It has long been known that the peripheral visual field does not simply shrink uniformly and centripetally as the disease progresses. Many patients go through a period with one or more peripheral residual islands of vision remaining, disconnected from the residual central field. Do those islands provide hazard detection? If so, where are they located, in relation to the collision risk derived from our model, and, for patients who do not have those islands, can we target our artificial islands there? Despite countless thousands of visual fields that have been measured for diagnostic and prognostic counseling, little has been published about the location and functionality of those natural peripheral islands. Fishman, Grover, and colleagues published several studies identifying patterns of PFL progression in RP patients (Fishman, Bozbeyoglu, Massof, & Kimberling,
2007; Grover et al.,
1997; Grover, Fishman, & Brown,
1998). The most common pattern they identified starts as a midperiphery complete or incomplete ring scotoma, which over time grows inwards and outwards, eventually fragmenting and consuming any remaining islands of peripheral vision, until only the central field remains. However, they did not try to identify the functionality of the islands, nor was there a quantified analysis of the island sizes and locations. Importantly, only the monocular fields were considered in these papers and the binocular fields were not even mentioned.
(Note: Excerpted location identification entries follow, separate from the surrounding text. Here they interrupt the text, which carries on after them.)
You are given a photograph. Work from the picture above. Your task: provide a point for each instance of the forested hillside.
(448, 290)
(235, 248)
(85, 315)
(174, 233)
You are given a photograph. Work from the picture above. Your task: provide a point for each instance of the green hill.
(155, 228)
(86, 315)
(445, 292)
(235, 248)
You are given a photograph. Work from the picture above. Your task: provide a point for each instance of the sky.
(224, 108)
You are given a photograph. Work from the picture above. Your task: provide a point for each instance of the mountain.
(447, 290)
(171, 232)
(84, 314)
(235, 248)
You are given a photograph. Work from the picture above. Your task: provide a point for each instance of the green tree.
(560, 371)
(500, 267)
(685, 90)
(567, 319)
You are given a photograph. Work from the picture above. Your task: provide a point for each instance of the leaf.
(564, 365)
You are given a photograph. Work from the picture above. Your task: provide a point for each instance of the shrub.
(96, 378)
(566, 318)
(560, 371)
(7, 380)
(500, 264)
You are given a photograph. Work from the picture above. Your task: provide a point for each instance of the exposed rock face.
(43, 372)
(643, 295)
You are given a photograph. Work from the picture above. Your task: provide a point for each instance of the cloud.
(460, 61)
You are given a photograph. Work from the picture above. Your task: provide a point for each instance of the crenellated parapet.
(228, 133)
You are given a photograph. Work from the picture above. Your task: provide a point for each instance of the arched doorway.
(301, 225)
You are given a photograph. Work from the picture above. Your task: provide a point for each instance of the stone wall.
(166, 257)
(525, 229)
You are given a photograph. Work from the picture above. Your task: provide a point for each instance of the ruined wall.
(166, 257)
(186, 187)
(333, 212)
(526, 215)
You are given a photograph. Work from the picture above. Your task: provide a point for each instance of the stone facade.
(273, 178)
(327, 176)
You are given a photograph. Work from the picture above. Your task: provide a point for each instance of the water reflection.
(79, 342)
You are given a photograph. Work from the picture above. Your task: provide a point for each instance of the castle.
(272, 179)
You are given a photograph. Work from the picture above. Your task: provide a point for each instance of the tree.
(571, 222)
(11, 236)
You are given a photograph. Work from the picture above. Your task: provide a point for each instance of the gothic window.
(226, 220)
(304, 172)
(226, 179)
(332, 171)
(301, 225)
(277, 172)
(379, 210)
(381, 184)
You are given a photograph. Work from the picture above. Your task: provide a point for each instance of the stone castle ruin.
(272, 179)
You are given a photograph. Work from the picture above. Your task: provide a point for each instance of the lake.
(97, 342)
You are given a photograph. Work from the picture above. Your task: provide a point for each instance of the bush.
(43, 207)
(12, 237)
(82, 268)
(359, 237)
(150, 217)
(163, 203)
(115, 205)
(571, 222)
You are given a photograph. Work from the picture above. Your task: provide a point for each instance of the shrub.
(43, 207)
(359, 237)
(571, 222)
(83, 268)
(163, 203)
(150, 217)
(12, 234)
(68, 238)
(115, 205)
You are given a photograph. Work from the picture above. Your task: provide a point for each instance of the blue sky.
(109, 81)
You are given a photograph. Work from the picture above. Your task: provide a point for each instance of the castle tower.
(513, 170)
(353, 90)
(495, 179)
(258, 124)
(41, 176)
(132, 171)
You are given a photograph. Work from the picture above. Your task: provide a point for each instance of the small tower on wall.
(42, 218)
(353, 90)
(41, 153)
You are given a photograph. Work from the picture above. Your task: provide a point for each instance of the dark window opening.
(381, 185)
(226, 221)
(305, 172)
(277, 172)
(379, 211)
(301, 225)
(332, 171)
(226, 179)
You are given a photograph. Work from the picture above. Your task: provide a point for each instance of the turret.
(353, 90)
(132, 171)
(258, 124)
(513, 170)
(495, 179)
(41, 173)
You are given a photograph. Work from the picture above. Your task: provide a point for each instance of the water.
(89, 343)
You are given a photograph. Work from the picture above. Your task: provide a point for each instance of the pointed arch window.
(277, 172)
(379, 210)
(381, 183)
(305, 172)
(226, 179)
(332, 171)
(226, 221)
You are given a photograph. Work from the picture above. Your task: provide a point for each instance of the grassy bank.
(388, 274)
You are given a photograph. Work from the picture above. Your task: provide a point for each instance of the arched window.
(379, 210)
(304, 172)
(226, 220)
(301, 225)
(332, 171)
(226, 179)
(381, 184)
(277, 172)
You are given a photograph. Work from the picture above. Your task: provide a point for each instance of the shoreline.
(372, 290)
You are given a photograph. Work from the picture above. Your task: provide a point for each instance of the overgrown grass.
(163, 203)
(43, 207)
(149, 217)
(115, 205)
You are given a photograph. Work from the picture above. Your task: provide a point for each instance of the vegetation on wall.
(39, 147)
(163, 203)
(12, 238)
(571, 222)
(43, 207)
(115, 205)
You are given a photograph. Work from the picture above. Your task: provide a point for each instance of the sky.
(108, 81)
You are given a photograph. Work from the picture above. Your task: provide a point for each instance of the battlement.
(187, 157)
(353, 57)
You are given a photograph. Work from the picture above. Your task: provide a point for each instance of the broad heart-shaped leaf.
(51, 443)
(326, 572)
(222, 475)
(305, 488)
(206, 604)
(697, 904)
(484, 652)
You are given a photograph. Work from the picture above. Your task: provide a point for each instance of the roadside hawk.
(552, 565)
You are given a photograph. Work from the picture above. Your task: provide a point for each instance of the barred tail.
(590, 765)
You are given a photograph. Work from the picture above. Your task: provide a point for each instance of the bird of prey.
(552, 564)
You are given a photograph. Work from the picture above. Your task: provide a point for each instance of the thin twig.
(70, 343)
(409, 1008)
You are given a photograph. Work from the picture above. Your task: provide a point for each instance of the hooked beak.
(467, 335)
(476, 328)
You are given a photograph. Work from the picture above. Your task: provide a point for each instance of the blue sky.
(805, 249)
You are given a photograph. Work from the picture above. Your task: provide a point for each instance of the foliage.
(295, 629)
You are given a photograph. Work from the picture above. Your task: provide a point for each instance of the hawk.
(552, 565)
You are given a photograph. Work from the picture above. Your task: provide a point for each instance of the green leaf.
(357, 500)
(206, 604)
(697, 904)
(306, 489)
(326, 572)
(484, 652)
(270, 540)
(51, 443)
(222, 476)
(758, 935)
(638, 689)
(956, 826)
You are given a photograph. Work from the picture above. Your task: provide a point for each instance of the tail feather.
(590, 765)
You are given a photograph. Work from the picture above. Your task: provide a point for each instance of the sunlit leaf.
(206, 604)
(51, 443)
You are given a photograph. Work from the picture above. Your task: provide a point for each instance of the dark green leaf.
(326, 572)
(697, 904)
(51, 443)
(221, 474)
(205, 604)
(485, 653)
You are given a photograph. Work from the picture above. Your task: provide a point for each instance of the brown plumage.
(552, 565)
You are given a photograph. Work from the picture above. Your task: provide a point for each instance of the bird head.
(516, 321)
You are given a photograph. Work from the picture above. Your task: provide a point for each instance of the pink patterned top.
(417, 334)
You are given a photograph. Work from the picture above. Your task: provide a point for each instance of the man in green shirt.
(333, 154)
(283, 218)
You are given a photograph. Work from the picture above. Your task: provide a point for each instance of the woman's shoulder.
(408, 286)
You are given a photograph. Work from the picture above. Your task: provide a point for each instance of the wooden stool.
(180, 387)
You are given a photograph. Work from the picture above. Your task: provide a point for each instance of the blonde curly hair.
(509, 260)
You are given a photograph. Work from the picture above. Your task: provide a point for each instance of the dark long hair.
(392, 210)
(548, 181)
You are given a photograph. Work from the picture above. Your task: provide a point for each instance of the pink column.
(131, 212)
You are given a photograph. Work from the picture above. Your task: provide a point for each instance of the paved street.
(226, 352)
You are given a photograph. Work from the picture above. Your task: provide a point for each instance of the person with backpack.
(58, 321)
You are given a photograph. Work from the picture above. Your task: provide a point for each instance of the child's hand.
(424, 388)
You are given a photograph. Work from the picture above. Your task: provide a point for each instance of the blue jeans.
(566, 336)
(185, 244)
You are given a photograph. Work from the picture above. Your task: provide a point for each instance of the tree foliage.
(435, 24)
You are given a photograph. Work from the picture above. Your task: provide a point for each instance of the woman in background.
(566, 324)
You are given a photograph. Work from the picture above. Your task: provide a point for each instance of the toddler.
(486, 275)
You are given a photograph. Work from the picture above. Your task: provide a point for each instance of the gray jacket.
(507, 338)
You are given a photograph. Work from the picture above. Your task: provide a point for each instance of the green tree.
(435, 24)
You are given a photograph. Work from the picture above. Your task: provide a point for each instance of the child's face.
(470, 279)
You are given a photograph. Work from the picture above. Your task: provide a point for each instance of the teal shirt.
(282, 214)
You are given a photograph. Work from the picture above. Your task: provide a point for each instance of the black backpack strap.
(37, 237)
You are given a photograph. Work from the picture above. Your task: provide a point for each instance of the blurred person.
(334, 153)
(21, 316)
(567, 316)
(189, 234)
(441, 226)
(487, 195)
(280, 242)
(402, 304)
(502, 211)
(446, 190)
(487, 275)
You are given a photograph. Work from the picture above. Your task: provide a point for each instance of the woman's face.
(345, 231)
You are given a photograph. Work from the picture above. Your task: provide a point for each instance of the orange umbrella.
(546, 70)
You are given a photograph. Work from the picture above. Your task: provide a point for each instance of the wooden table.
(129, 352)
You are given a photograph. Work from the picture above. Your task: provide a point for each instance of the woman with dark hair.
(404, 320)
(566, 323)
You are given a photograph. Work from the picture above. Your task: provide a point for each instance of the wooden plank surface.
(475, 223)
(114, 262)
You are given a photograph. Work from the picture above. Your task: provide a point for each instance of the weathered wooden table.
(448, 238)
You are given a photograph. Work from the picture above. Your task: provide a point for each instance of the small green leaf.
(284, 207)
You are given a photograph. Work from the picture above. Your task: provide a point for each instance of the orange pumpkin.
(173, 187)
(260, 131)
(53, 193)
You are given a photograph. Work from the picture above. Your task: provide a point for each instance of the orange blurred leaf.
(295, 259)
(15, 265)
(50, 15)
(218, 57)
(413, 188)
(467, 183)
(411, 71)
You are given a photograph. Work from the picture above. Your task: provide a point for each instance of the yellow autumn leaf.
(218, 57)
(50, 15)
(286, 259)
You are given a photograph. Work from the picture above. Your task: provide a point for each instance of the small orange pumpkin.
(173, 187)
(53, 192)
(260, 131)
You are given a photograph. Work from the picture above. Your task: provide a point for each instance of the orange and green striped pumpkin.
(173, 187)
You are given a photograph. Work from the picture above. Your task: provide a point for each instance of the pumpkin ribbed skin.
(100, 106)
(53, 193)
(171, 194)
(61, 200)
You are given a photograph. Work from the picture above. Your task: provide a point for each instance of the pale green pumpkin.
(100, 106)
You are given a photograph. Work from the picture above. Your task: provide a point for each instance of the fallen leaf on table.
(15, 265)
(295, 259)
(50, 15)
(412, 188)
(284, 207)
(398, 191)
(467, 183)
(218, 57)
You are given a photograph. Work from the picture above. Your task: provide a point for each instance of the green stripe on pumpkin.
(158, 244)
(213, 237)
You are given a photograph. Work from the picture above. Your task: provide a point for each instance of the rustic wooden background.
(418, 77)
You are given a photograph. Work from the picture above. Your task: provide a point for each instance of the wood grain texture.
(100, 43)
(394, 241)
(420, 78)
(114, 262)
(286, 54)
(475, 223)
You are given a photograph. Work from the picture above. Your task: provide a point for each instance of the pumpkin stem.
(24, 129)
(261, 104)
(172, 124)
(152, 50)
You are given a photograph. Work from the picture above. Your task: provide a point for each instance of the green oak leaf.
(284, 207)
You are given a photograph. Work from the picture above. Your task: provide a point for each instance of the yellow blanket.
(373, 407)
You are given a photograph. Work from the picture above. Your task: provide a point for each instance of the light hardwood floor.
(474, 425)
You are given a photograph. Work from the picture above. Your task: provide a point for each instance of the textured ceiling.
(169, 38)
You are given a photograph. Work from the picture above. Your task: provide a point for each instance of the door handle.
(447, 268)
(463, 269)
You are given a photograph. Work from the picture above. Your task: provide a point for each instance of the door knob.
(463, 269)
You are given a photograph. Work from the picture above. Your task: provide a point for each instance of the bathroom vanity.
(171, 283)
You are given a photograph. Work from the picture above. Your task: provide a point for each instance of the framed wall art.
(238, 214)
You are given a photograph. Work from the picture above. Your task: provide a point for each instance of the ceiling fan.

In one article where the binocular field was considered (Fishman, Anderson, Stinson, & Haque,
1981) the binocular “total horizontal visual field diameter” was calculated as the sum of the horizontal residual visual field of both eyes. A similar summation of both eyes, horizontal field extent was applied for visual fields in other studies of RP (Szlyk, Fishman, Master, & Alexander,
1991) and glaucoma (Szlyk, Taglia, Paliga, Edwards, & Wilensky,
2002). Such summation is correct only if the residual fields of both eyes are completely nonoverlapping. Yet, binocular fields were calculated, and used properly in one study of driving by patients with RP (Szlyk, Alexander, Severing, & Fishman,
1992).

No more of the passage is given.